食卓 カウントダウン

 母親の世界には前から、真実の反抗によって小さなヒビが少しずつ入っていた。

 そのヒビを大きくしたのが父親の家出だった。

 でも思いの外父親が早く帰ってきたことで、危うくバランスがとられ、保たれていた。


 そこに今、真実からダメ押しの大きな圧力がかかって、もう耐えられないとばかりに崩れていっている。真実には、その音が聞えた気がした。

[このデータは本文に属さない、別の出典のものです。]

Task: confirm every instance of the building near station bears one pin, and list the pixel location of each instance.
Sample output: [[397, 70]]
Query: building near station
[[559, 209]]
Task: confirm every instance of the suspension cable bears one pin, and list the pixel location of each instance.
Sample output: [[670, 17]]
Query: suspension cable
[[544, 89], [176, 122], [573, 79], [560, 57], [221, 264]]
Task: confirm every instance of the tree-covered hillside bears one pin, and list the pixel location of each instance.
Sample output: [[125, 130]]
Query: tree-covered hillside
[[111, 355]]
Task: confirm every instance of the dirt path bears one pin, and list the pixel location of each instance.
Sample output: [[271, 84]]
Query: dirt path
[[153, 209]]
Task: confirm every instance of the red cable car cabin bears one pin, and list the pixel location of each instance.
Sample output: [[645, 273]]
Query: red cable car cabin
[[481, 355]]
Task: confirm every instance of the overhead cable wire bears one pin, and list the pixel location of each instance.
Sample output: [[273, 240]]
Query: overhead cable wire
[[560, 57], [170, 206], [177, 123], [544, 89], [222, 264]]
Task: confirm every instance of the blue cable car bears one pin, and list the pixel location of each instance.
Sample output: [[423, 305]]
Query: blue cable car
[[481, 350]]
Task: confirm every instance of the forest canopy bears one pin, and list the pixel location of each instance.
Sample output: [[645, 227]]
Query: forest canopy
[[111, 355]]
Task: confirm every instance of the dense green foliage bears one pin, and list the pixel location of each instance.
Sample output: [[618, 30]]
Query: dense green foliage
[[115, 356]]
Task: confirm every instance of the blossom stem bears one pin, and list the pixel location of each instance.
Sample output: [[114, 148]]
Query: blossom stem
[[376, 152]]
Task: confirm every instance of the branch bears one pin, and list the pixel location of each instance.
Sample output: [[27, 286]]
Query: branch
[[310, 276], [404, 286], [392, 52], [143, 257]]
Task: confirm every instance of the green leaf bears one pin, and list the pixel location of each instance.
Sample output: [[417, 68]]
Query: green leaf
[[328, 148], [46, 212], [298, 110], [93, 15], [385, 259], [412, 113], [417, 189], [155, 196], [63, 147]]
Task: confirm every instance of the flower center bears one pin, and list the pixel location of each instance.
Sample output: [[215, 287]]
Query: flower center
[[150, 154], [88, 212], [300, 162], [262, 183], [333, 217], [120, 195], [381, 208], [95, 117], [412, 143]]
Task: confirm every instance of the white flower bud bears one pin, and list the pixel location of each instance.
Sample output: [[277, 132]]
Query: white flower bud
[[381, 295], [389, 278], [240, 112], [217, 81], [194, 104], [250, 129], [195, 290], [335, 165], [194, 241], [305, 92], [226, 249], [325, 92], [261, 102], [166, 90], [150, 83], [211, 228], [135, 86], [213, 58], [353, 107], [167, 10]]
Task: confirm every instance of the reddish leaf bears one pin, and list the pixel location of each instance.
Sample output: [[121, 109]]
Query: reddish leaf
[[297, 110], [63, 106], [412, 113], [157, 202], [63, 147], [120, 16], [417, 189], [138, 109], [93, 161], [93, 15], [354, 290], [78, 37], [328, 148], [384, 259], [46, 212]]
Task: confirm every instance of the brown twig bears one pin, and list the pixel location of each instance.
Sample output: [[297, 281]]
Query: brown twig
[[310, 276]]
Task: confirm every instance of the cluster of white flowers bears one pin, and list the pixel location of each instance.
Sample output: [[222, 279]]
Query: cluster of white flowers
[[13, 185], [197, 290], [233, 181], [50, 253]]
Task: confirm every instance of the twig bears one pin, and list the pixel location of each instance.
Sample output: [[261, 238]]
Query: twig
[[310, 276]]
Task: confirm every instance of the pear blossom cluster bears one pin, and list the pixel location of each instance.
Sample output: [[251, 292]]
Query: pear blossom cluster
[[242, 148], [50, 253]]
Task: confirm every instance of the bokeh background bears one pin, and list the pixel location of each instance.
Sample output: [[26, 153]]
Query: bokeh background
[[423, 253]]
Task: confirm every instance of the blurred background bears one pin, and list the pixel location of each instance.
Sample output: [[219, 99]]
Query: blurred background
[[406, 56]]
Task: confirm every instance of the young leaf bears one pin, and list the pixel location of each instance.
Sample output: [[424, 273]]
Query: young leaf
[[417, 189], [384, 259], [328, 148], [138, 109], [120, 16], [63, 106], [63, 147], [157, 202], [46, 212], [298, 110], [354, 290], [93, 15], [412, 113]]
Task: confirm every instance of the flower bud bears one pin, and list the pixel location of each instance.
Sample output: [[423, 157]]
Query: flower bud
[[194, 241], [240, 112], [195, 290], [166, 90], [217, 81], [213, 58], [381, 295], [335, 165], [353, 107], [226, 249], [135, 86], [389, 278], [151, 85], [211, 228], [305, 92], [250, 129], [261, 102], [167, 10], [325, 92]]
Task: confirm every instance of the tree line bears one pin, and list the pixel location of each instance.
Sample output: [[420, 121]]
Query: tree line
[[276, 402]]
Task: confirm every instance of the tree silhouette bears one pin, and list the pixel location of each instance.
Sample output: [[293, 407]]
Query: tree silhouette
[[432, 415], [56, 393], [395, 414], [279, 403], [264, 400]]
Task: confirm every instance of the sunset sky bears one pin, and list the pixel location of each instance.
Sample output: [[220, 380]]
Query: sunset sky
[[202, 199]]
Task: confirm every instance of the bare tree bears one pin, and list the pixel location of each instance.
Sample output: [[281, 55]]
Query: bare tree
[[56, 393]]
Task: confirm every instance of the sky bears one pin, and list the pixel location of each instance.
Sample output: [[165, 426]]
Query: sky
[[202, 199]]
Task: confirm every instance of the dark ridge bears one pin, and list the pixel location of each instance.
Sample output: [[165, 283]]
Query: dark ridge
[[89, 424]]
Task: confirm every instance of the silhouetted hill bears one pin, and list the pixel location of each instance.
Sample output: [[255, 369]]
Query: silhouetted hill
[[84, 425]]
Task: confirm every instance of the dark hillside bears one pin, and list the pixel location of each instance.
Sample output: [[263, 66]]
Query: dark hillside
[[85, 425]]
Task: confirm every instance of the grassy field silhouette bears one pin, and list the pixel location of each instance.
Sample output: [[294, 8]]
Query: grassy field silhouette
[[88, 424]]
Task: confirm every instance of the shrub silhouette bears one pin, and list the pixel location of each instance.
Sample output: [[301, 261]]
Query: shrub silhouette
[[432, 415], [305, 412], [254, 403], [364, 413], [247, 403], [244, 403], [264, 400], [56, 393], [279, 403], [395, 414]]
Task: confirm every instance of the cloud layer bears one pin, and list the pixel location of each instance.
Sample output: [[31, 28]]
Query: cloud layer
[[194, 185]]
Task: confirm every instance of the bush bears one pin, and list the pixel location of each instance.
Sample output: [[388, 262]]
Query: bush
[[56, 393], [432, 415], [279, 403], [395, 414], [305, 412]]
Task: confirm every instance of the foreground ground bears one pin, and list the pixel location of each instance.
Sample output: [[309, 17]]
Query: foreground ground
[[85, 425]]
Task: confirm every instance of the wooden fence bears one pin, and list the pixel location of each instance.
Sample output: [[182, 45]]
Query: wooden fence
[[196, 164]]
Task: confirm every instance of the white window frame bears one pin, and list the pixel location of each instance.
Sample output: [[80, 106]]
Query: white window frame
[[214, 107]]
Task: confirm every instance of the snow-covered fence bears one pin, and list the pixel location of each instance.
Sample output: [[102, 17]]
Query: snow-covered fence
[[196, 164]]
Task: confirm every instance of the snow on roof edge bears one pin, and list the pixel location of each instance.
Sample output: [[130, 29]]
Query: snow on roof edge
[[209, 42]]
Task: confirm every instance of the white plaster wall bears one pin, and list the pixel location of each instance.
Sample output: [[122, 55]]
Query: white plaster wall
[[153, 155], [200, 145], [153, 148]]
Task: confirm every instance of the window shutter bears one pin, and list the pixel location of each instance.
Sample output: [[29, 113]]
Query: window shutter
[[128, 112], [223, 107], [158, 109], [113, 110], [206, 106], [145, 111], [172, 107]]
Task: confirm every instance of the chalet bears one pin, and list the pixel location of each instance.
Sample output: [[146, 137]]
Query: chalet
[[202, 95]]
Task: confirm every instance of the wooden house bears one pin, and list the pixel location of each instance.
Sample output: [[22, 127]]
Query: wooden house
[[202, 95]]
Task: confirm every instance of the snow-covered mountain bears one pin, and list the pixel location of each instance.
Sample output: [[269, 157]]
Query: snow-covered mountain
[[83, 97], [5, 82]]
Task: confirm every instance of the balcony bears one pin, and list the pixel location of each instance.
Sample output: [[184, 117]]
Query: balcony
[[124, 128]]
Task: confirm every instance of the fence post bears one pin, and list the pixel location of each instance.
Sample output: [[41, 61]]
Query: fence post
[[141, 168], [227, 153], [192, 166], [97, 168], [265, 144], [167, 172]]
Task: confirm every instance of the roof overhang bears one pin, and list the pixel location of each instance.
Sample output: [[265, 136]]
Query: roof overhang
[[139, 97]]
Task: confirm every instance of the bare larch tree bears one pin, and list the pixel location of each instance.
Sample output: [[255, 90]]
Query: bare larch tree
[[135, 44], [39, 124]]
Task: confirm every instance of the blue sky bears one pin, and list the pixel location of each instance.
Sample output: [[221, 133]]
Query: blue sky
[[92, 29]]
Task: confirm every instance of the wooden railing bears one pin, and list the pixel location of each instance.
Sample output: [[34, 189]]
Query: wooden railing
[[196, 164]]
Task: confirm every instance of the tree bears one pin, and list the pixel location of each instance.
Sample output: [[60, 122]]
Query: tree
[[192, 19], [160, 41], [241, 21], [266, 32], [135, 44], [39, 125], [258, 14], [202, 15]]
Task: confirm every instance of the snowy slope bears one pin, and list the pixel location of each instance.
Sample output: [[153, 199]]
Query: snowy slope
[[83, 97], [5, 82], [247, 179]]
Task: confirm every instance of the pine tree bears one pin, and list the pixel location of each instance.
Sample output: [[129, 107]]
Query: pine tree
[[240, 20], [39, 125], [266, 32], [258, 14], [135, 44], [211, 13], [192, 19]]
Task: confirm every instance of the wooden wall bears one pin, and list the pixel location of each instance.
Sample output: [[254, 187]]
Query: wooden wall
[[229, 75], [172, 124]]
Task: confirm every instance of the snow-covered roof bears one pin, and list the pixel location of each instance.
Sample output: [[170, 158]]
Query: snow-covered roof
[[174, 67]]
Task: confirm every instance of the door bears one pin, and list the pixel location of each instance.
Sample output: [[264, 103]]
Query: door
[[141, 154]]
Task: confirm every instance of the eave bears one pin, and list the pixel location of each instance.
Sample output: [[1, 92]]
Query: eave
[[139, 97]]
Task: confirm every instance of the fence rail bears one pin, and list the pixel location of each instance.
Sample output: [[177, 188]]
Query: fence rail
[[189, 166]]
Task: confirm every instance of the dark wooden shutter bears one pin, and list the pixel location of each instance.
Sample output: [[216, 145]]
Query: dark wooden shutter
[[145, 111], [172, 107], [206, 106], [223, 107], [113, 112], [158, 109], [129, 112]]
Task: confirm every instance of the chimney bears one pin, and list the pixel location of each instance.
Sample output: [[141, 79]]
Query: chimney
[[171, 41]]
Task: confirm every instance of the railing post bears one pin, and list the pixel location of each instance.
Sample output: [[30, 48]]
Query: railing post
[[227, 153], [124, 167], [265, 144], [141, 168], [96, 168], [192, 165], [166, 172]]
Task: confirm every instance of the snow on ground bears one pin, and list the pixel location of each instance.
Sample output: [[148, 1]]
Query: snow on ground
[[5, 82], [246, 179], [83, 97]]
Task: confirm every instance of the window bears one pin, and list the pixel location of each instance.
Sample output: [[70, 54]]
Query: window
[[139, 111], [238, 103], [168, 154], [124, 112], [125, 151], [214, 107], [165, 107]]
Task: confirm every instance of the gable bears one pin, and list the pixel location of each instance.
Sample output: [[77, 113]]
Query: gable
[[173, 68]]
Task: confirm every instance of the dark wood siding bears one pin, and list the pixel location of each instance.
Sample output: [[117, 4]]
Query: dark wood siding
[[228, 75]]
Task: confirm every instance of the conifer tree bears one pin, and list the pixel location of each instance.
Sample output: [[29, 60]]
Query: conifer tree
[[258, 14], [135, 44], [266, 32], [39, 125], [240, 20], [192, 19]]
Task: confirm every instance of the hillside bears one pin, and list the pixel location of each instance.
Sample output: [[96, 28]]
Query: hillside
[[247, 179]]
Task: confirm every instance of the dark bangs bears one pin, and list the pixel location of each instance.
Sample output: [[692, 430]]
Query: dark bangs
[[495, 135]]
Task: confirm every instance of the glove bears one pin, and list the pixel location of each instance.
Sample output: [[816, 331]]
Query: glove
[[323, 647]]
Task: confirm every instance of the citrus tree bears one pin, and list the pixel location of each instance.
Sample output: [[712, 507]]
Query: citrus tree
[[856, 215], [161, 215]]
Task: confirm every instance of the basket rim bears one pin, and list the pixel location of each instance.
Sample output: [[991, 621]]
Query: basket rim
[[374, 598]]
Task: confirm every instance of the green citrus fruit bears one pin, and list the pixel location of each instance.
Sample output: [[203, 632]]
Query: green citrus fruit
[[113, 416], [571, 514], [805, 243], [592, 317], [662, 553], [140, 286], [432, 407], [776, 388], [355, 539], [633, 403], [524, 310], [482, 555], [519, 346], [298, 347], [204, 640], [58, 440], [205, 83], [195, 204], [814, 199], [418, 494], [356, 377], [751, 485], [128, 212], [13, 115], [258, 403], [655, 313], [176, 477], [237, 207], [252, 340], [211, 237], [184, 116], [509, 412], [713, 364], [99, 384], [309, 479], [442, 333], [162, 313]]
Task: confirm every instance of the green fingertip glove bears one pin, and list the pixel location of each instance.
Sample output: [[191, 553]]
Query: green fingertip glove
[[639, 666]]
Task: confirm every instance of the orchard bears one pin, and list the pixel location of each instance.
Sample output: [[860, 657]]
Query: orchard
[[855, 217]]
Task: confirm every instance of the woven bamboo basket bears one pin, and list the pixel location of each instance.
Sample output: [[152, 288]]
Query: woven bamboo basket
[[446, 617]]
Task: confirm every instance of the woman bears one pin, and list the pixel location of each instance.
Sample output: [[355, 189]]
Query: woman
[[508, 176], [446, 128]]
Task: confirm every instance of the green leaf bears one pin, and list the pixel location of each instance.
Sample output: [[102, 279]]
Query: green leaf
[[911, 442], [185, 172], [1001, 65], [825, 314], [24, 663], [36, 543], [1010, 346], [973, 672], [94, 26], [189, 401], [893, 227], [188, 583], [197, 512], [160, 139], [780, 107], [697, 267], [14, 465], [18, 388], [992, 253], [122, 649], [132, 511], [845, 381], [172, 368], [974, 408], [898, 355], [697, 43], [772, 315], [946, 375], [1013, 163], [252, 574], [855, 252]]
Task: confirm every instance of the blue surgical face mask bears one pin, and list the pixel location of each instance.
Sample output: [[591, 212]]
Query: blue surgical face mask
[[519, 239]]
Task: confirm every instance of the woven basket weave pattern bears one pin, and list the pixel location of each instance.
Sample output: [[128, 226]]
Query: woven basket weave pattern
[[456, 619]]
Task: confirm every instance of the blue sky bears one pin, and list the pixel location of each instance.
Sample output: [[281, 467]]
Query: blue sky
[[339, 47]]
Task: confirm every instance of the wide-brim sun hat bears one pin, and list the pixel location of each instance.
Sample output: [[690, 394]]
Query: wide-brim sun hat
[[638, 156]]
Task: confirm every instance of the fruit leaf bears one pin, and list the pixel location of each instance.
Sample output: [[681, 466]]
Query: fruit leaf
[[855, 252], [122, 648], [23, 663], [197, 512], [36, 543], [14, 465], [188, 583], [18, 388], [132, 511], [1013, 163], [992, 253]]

 我を失いそうになっている母親を前にして、真実は、なんとか冷静さを保つ。


「ねえ……。分かった……。母さんが、『女の幸せ』っていうのを信じているのは分かった。……それで、母さんが、娘時代っていうのは、『女の幸せ』を掴む待期期間だって考えてるのも分かった。つまり、母さんは娘時代、もうすぐ自分は女の幸せを掴むんだって、カウントダウンしてたんでしょ? 母さんは、子どもの、女の子の頃から、真っ直ぐ女の人になってきたんだよ。それは分かった。ごめん。くどくなっちゃった」


 真実は深く息を吸い、吐く。


「分からないのは、立派な大人って、どういうこと? 母さんさ、私が小さい頃からすっと言ってるよね? 何、立派な大人って。どういう風になったら立派な大人なの?」


 母親は黙る。不意をつかれたようで、戸惑っている。

 しばらく言葉を探してから、口を開いた。


「……立派な、大人、っていうのは。……立派な、大人よ……」


 答えになっていない。拍子抜けだ。さっきまでの勢いはどこに行ってしまったのだろうか。


「だから、具体的にはどういうこと? 自立した女性とか?」


 真実は助け舟を出す。すると、母親が乗ってきた。


「そうよ。自立した、自分をしっかり持った女性っていうことよ」


 思いがけない質問に答えられて良かった、とほっとしている母親に、真実はたたみかける。


「つまりそれは、経済的に自立した、てこと? だからバリキャリ、じゃなくてキャリアウーマンになれってこと? それで結婚して、子ども産んで、仕事も続けるのが母さんの理想?」

「そんなキャリアウーマンって、わけじゃないけど……」

 

 母親はっきりと答えない。

 答えを探して悩んでいるようだ。

 これでは埒が明かない。


 真実はやはり、と思い至る。今年の盆、祖母宅で真実が睨んだとおりのことのようだ。


「もしかして母さん、自分でもよく分かってない?」


 母親が、気まずそうな顔になる。


「そんな! ことは、ありません……」


 図星のようだ。自分の母親ながら、ホントによく分からない人だ、と真実は思う。

 仕方がない。こちらは諦めることにする。分からないことをずっと考えても結局分からない。堂々巡りするだけだ。

 もう一方の問題を片付けることにする。


「よく分かんないけど、今日はそっちはもういいや。あの、『女の幸せ』の方だけどさ。……みんながみんな、母さんと同じ考えじゃないってことは分かってる? 私はさ、確かに生物学的にも性自認的にも自分は女だって思ってるよ。でもさ、だからって、母さんが思うような『女の子』の生き方をしたいわけじゃないの。それは、分かる?」


 母親が怪訝な顔をしている。分かってないな。


「だからさ、前にさ、一人暮らしの話したじゃん? 父さんが戻ってきた日の夕食。母さんさ、娘は親元から嫁に行くもんだって、結婚前に一人暮らしとか娘はしない、そんなこと教わらなくても分かるものだ、て、言ってたよね」

「そうよ。言いました。常識でしょ?」


 常識か……。これはハッキリ言う必要がある。

 真実は一呼吸置いて、続ける。


「だから、それは少なくとも私には常識じゃない。そんな理由で一人暮らししない人がいるなんで、想像したことも無かった。てか今時、大学生とかで一人暮らし始めることのほうが常識でしょ?」

「真実、あなた、そんな考えだったの⁉」


 母親は、またまた困惑している。娘にこんなことを言わせたことについて、親としての自分を責めていそうだ。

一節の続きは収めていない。